A trailing comma after the last object property or array item is valid in some JavaScript contexts, but it is not valid JSON.
JSON strings and object keys must use double quotes. Single-quoted values are common in JavaScript snippets, Python-like output, and LLM responses.
This validator runs a strict parse against RFC 8259. It reports the exact line and column of the first syntax error, highlights the offending character in the editor, and shows a formatted preview when the input is valid. No data leaves your browser.
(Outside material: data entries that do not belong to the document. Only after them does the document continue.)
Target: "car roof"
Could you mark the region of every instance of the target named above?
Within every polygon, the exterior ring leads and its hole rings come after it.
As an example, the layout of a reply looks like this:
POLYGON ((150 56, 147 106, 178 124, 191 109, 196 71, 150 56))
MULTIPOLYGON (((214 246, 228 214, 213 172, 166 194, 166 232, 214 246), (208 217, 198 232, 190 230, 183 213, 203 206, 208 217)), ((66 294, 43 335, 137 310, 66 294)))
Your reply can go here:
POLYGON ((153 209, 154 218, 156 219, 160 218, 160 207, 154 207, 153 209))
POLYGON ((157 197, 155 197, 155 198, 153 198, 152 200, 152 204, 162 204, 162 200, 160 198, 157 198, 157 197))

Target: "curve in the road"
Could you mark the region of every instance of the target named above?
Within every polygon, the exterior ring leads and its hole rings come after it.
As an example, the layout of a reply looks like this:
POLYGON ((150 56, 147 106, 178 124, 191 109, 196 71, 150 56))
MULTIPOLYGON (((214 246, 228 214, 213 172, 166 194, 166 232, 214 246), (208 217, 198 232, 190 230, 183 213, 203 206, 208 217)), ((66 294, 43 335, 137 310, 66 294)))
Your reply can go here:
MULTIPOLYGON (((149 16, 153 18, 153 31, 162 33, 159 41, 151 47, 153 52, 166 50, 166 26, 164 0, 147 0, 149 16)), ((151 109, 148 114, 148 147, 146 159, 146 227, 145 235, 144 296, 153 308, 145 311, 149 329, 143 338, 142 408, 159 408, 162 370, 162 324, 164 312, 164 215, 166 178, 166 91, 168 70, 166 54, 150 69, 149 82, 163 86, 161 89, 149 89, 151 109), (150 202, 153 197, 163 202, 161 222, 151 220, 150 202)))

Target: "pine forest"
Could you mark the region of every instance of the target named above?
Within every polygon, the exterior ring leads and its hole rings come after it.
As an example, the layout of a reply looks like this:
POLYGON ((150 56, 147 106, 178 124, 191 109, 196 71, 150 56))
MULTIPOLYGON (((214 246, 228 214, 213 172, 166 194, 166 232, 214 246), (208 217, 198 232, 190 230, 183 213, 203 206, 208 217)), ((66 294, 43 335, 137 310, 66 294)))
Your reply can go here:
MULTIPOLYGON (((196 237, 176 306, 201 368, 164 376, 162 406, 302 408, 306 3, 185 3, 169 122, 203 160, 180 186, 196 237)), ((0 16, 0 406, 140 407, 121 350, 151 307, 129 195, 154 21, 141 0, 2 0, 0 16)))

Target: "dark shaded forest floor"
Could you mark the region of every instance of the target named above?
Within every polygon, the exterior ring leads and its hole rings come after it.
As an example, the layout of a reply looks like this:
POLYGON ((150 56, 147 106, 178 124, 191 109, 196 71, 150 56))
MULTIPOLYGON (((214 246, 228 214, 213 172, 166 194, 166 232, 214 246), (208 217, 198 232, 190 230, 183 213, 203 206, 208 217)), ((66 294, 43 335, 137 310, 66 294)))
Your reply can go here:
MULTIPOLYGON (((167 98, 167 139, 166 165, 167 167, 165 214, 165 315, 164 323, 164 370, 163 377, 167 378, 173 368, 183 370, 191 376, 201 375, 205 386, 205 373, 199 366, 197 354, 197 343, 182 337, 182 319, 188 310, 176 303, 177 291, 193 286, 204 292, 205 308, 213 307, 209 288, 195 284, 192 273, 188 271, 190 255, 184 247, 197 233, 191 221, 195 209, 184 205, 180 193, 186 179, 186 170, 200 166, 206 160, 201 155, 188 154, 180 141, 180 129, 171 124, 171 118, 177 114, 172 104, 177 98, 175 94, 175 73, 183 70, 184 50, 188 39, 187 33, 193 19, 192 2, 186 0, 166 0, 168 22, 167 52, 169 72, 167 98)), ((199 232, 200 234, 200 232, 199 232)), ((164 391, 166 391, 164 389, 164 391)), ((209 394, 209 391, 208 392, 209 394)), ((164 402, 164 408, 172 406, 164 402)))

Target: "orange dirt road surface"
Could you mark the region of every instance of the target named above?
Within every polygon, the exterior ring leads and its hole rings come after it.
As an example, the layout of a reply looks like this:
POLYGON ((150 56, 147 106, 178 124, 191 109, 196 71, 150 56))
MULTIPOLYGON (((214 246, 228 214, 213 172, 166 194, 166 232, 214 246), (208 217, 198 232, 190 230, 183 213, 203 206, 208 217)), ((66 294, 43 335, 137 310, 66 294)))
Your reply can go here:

The same workflow goes by many names — jsonlint, json lint, json linter, json checker, check json online, validate json online, validation json online, validate online json, online json parser, json parser online, json verify / json verification, json validator online, or json object validator. They all describe the same operation: feed in a string, confirm it parses as JSON, and pinpoint the first failure when it does not — useful when you need to parse json object online or convert string to json safely before using it elsewhere. In Python the equivalent is json.loads (also written json loads, or python parse json); in JavaScript, JSON.parse (sometimes searched as jsonobject.parse) — both throw on the same syntax errors this tool reports.
// line and /* block */ comments are not valid JSONTrue, False, None must be true, false, nullIf your JSON fails validation, use the JSON Fix tool to auto-repair common mistakes before re-validating.
Parsing turns the JSON text into a usable value; validating just confirms it could be parsed. A successful JSON.parseis the validation — you discard the result when you only care about validity.